In the United States speech that harms other people is sometimes illegal. Fraud, credible threats, harassment etc. It's the same in Europe, it's just that Germany and some other counties consider some speech to be harmful in a more general way, i.e. promoting Nazism might not hurt someone directly but when many people do it it is likely to result in harm.
The argument is not so much if there should be any limit on speech - there is in every developed nation - it's if speech promoting Nazism can be considered to be harmful. I used to think not, but these days I'm not so sure, although I wouldn't ban it.
const int one = 65536; (Silvermoon, Texture.cs)
SJW, n: "Someone I don't like, and by the way I'm a fuckwit" - AC
publish only content we approve of, or we shut you down. That truly sounds like a formula in China and Russia right now: You publish what we tell you or we will fine you. Sounds a lot like: publish what we tell you, or we shut you down. The requests by the EU sound a lot like the regulatory systems in China where you have reps you report to to approve content. People may say it's for safety but "those who give up essential liberties for a little extra security deserve neither liberty nor security". In other words, there is always going to be some people who have an unpopular or sometimes even dangerous opinion, but if we suppress it being express even non-violently, we eliminate free thought, and when you have that, you have tyranny.
"Imagination is more important than knowledge" - Einstein
These companies should wait until the matter becomes a regulation, because only that can be contested in court. Legislation can also be contested in court, but not before it's subject to the whole parliamentary transparency process; which is what the commission (executive) is trying to avoid with these threats.
Those companies have already seen this a couple of times from various governments. It's all bluster; the commission can of course put pressure on them, but that's likely either inconsequential or outright illegal.

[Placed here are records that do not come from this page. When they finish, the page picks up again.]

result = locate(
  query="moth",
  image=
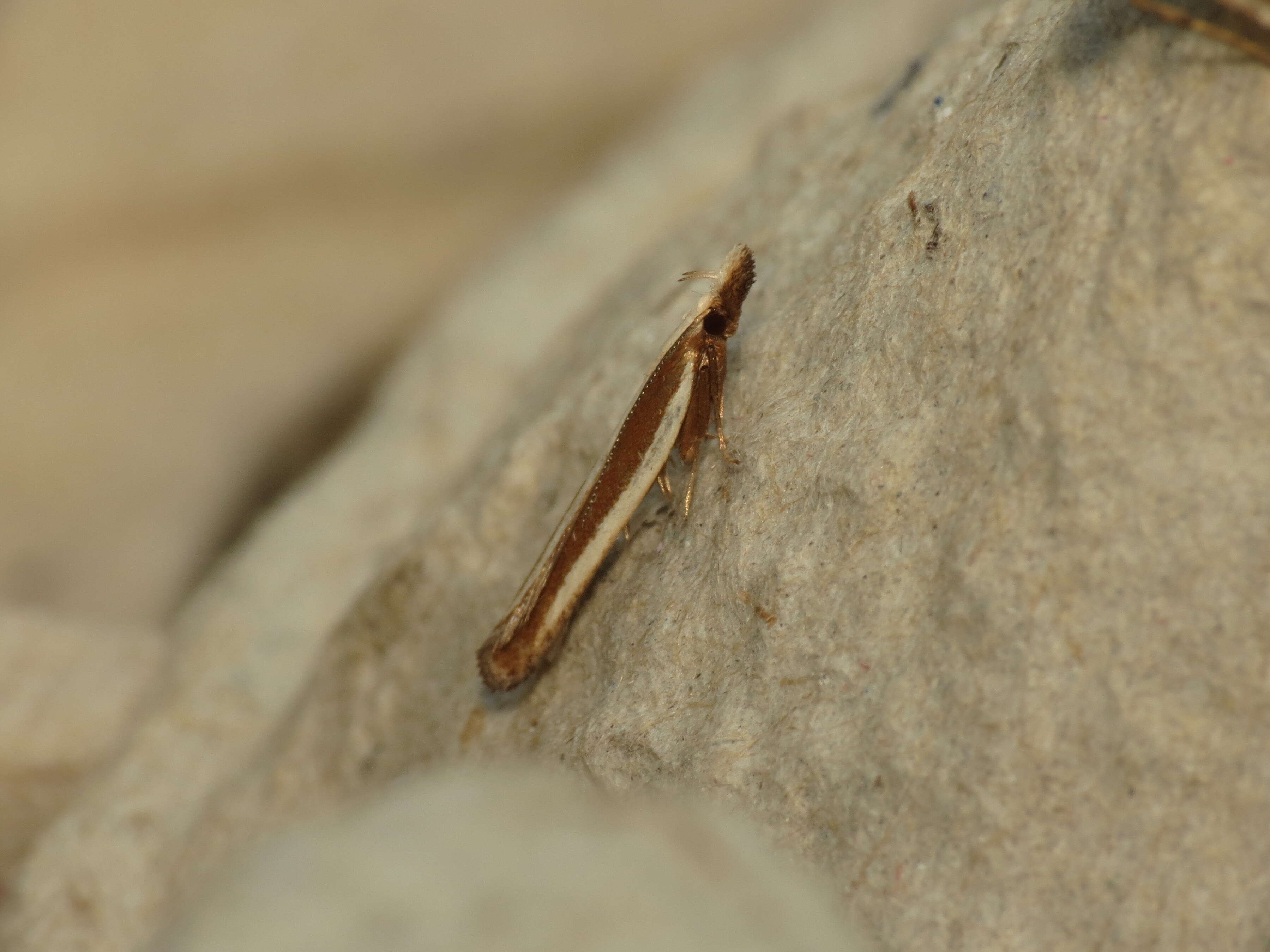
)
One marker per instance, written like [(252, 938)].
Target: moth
[(679, 401), (1245, 25)]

"We have to put a stop to the idea that it is a part of everybody's civil rights to say whatever he pleases." - Adolf Hitler
The issue here is something recent anti-white supremacist protesters need to take to heart. The principle of free speech is agnostic. You cannot claim to uphold free speech while simultaneously attempting to deny it to those you disagree with. Either you believe in free speech, even when that speech offends you. Or you believe in suppression of certain viewpoints and their expression. The latter puts you in the same category as China, Russia, and Nazi Germany - the only difference is which ideas you've decided to suppress.

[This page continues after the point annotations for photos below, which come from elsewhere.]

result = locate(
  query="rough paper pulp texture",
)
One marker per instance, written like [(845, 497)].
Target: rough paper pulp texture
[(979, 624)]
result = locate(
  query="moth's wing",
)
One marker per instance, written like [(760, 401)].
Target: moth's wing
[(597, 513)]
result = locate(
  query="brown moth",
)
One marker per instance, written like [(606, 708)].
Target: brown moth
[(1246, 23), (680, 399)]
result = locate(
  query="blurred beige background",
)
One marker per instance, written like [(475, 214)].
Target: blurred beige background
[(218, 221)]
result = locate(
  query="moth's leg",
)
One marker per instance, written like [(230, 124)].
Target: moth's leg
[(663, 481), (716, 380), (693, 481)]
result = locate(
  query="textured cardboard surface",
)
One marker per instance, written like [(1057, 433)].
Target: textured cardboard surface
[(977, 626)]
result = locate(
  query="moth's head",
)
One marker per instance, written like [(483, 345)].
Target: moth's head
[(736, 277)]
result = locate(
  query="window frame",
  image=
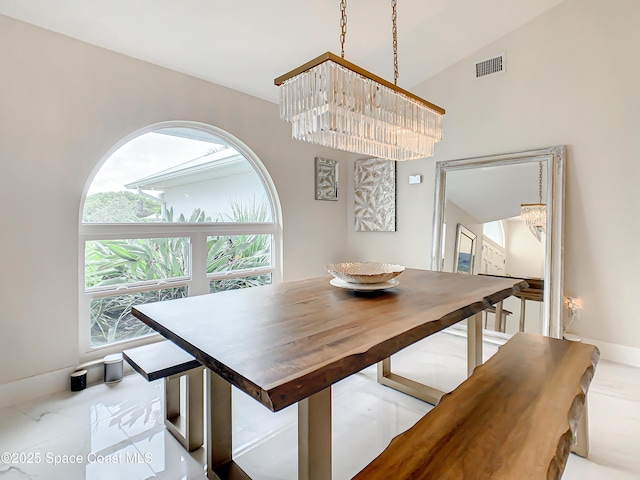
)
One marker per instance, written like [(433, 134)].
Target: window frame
[(198, 281)]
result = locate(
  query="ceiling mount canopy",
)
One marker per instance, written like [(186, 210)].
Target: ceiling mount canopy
[(332, 102)]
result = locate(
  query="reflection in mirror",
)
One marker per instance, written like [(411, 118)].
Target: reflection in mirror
[(478, 230)]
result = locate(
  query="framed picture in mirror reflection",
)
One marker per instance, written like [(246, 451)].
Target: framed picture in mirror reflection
[(465, 250)]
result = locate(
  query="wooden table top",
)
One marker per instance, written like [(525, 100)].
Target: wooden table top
[(282, 343)]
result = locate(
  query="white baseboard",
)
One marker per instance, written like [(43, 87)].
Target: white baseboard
[(47, 384), (616, 353), (29, 388)]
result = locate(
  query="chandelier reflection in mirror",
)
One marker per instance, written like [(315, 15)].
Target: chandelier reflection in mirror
[(534, 215), (332, 102)]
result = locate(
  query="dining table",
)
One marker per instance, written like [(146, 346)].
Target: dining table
[(287, 343)]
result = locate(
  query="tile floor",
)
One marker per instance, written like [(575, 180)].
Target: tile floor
[(116, 431)]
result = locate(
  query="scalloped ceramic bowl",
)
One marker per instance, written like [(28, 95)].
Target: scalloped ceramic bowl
[(365, 272)]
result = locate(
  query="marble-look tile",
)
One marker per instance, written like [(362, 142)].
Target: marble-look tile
[(124, 421), (166, 456)]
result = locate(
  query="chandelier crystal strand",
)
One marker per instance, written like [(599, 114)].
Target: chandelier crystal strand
[(334, 103), (534, 215)]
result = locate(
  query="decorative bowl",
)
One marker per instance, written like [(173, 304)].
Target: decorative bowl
[(364, 272)]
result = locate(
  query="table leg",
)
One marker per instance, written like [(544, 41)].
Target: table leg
[(581, 441), (314, 436), (219, 448), (474, 342), (523, 305), (500, 320)]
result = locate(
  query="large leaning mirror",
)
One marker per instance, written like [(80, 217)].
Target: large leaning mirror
[(482, 198)]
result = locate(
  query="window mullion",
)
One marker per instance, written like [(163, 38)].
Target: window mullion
[(200, 283)]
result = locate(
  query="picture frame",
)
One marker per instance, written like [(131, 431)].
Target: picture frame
[(374, 195), (465, 250), (326, 179)]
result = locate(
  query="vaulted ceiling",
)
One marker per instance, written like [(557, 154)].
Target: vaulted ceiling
[(245, 44)]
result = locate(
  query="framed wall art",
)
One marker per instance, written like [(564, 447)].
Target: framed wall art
[(375, 195), (326, 179)]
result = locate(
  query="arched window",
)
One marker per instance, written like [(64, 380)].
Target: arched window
[(176, 209), (495, 232)]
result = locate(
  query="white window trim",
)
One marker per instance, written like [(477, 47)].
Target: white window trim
[(198, 280)]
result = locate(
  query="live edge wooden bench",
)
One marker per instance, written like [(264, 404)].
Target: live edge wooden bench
[(514, 418), (168, 361)]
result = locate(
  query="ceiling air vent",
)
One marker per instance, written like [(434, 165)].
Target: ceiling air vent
[(490, 66)]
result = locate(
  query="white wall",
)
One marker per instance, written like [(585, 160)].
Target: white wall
[(572, 78), (525, 254), (453, 215), (63, 105)]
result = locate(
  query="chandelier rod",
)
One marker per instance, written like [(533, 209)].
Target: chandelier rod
[(394, 33), (343, 24), (328, 56)]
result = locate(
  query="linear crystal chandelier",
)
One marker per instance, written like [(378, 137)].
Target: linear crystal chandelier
[(332, 102), (534, 215)]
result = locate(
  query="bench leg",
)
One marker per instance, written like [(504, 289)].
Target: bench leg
[(581, 439), (188, 428)]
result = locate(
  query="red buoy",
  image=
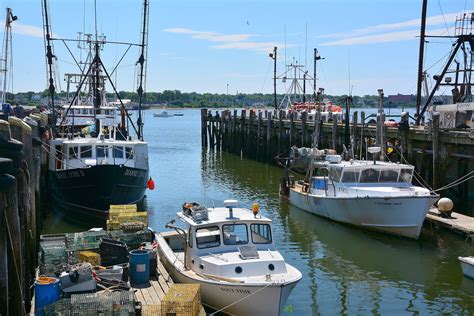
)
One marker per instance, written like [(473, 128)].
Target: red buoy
[(151, 184)]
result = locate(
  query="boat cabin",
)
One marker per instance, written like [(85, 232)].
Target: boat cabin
[(229, 242), (107, 148), (338, 174), (83, 115)]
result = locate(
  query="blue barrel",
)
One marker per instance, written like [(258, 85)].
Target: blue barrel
[(139, 266), (46, 292)]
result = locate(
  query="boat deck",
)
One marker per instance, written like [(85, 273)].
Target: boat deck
[(458, 223)]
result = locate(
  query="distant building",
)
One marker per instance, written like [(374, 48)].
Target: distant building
[(401, 98)]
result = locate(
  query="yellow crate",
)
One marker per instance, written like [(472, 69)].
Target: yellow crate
[(126, 207), (181, 300), (89, 256), (125, 226), (128, 215)]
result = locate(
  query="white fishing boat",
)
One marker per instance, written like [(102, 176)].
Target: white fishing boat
[(374, 195), (231, 253), (163, 114), (467, 265)]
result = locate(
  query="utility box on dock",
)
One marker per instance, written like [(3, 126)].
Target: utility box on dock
[(182, 300)]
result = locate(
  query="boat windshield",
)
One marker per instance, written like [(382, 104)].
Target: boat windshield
[(235, 234), (208, 237), (350, 176), (335, 173), (405, 175), (369, 175), (261, 233)]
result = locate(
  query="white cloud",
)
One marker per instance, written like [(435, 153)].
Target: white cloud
[(381, 33), (227, 41), (26, 30), (382, 38), (211, 36)]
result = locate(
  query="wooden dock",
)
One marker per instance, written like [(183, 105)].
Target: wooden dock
[(152, 293), (439, 155), (458, 223)]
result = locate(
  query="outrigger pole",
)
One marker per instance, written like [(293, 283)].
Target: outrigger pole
[(141, 61), (421, 58), (49, 57)]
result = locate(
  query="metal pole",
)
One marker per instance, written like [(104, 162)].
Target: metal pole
[(314, 82), (274, 77), (420, 59), (304, 87)]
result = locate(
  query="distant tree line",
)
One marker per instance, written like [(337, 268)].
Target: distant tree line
[(178, 99)]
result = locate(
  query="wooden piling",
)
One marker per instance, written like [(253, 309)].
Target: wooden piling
[(204, 127), (259, 137), (292, 129), (269, 135), (304, 118)]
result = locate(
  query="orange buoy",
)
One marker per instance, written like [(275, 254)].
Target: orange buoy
[(151, 184)]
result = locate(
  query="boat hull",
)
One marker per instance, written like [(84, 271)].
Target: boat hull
[(232, 298), (401, 216), (92, 190), (467, 265)]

"I disapprove of what you say, but I will defend to the death your right to say it" - Evelyn Beatrice Hall
The idea behind free speech is that you can't counter a negative with a negative. If you consider it to be justified to impose negative policies against ideas you consider to be negative, you are by definition justifying negative policies towards your ideas by those people if the tables are ever turned. After all, from their perspective, you have negative ideas and thus they are justified in imposing negative policies against you And all of society devolves into a self-perpetuating cycle of negativity.

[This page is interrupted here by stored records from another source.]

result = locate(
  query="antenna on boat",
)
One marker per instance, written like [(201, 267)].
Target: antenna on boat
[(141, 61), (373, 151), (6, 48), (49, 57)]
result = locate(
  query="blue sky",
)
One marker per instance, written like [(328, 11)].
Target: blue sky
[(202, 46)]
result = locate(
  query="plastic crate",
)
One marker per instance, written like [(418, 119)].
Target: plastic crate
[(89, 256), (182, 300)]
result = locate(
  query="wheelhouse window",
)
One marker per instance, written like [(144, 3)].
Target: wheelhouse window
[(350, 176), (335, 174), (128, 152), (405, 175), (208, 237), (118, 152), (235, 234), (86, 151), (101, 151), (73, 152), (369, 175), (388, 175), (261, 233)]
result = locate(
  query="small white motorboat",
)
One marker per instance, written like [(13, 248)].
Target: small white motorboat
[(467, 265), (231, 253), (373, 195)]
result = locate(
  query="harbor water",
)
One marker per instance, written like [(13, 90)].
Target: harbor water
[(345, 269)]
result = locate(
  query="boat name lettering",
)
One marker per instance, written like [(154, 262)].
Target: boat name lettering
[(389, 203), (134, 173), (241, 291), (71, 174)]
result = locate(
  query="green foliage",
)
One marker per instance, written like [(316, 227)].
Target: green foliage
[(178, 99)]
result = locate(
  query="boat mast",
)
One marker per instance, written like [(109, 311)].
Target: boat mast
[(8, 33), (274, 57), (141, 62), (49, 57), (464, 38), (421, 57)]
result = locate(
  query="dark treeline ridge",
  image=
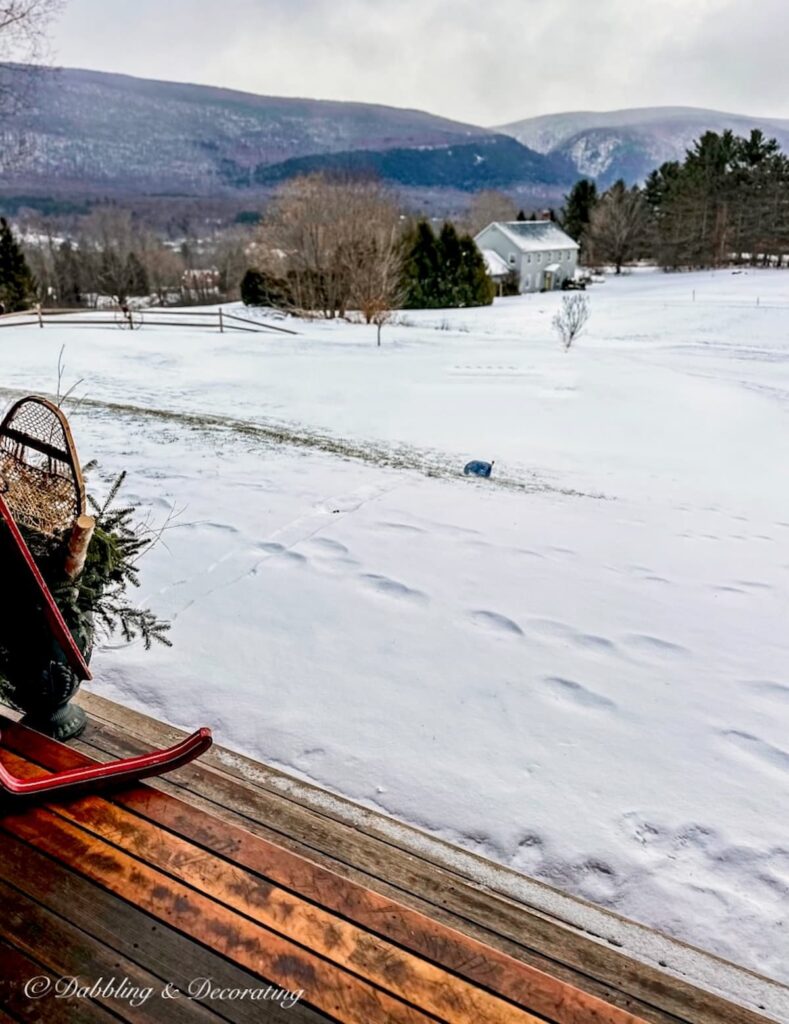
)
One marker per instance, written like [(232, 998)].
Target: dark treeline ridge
[(727, 203)]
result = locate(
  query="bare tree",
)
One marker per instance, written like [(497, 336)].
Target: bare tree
[(618, 225), (486, 207), (334, 243), (24, 27), (572, 317), (376, 286)]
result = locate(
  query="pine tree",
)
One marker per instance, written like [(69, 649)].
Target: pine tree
[(576, 212), (69, 275), (137, 275), (442, 272), (421, 267), (17, 286)]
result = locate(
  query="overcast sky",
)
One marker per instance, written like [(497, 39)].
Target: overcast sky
[(486, 61)]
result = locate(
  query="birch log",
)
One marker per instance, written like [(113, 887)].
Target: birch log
[(82, 531)]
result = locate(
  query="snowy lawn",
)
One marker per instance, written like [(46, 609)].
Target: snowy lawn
[(579, 669)]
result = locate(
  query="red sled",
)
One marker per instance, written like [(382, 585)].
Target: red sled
[(126, 770)]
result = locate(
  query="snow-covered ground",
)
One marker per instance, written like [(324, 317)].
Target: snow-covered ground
[(579, 669)]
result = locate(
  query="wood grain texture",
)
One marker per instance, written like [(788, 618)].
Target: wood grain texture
[(345, 944), (17, 969), (325, 985), (378, 914), (135, 935), (542, 941)]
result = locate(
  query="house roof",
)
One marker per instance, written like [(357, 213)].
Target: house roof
[(496, 266), (533, 236)]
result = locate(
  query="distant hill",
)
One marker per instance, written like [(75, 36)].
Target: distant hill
[(88, 131), (629, 143), (494, 162)]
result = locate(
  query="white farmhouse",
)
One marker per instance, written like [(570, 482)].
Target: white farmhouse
[(537, 251)]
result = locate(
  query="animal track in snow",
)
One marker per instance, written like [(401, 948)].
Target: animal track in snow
[(402, 527), (773, 757), (774, 691), (654, 645), (586, 641), (574, 693), (494, 621), (393, 588), (327, 546)]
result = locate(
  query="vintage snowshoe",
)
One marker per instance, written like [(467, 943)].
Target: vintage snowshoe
[(41, 488)]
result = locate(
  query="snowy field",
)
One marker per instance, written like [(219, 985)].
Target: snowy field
[(578, 669)]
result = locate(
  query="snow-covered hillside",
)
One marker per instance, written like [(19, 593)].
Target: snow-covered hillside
[(577, 669), (629, 143)]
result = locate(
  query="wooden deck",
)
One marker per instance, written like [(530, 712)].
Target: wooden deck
[(231, 871)]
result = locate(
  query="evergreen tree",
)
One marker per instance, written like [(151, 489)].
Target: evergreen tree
[(728, 201), (137, 275), (576, 212), (421, 267), (445, 271), (68, 274), (17, 287)]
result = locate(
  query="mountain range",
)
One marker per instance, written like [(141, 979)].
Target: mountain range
[(630, 143), (87, 132)]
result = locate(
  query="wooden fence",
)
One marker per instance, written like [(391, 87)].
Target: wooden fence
[(133, 320)]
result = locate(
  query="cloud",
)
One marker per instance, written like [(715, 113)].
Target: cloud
[(482, 62)]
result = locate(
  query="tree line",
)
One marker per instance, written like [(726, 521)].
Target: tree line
[(113, 256), (331, 246), (327, 247), (728, 202)]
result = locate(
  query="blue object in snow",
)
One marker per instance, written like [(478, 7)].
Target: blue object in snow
[(477, 468)]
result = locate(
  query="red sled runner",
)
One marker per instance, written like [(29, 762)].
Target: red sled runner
[(28, 598)]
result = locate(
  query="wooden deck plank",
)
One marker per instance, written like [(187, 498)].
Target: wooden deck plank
[(468, 957), (66, 951), (136, 936), (388, 967), (325, 985), (542, 941), (17, 969)]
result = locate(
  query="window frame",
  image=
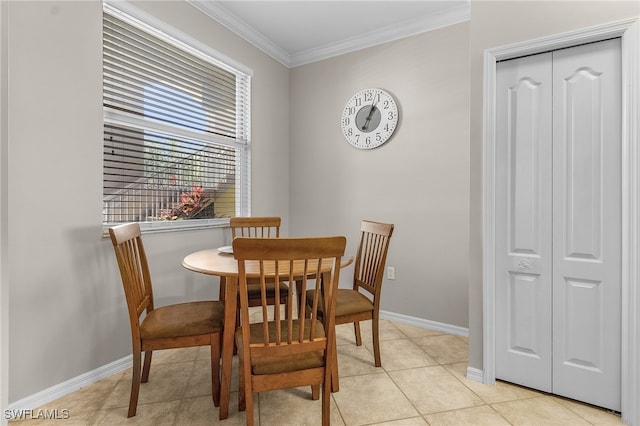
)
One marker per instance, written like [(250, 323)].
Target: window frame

Free speech attempts to break this cycle by saying everyone is allowed to have their say. And instead of actively fighting against the expression of ideas we don't like, we'll simply rely on rational people (who hopefully make up the overwhelming majority of the population) to judge and dismiss those ideas as ridiculous. The proper response to white supremacist propaganda is citing historical examples of where their beliefs have led the world in the past - innocents living (or hiding) in fear, mob lynchings of innocents, genocide, world war. Convince rational people that we don't want to go down that direction again.